[Debugger]: Current Instruction: CALL instead of Return Offset #6700

chezwicker · 2021-03-27T08:22:54Z

chezwicker
Mar 27, 2021

Please feel free to reclassify as feature request (making this configurable) if you don't agree with my classification!

Describe the bug

The instruction selected as current in the dynamic listing seems to be the address of the return offset. I would prefer to have the preceding CALL instruction selected, that would be more consistent with what most IDEs' debuggers do - and much more easily understandable imho.

To Reproduce

I've only looked at this in Windows using the "IN-VM" connector to dbgeng so far, but I assume the behavior is the same using GDB.

Steps to reproduce the behavior:

Load a windows program
"Step into" once
Have a look at the call stack and (double) click on some stack frames
See which instruction is highlighted in "Dynamic Listing" (RIP)

Expected behavior

The CALL instruction preceding the instruction at the return offset should be highlighted.

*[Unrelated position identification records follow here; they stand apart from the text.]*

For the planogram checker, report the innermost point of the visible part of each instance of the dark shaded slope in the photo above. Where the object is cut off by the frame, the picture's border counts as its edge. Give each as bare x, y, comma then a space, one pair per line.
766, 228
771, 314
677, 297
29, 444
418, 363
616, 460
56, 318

Environment (please complete the following information):

OS: Windows 10 10.0 amd64 (VM)
Java Version: AdoptOpenJDK 11.0.10
Ghidra Version: 9.3 DEV, commit b69c3d6
Ghidra Origin: locally built

d-millar · 2021-03-29T22:53:45Z

d-millar
Mar 29, 2021
Collaborator

Not opposed to this in principal, but I'd prefer not to have to do this calculation in Listing, i.e. it'd be nice if that's a property in the object that we can highlight off of. Doing it on the GUI side raises portability issues across targets. For instance, not quite sure what Windows ARM should look like off the top of my head.

0 replies

nsadeveloper789 · 2021-03-30T19:53:15Z

nsadeveloper789
Mar 30, 2021
Maintainer

In principle, we didn't want to modify the connected debugger's interpretation of machine state. When you ask WInDbg to provide a backtrace, IIRC, it is also going to give the return offsets. Part of that deals with how x86 works. I don't believe the call offset is recorded by the machine, only the return address. Put simply, we want the information displayed by Ghidra to reflect exactly the information displayed in the connected debugger. We can add static analysis to that context, but we do not intend to change the interpretation, even for commonly-known quirks. FWIW, there is support for client-side / user-scripting annotation of the dynamic listing (trace database), it's just not well integrated into the UI, yet.

0 replies

chezwicker · 2021-03-30T20:23:55Z

chezwicker
Mar 30, 2021
Author

@nsadeveloper789: maybe my expectation is somewhat skewed, then. I assumed one of the main goals was to offer a unified experience in Ghidra, abstracting from the individual underlying debuggers connected.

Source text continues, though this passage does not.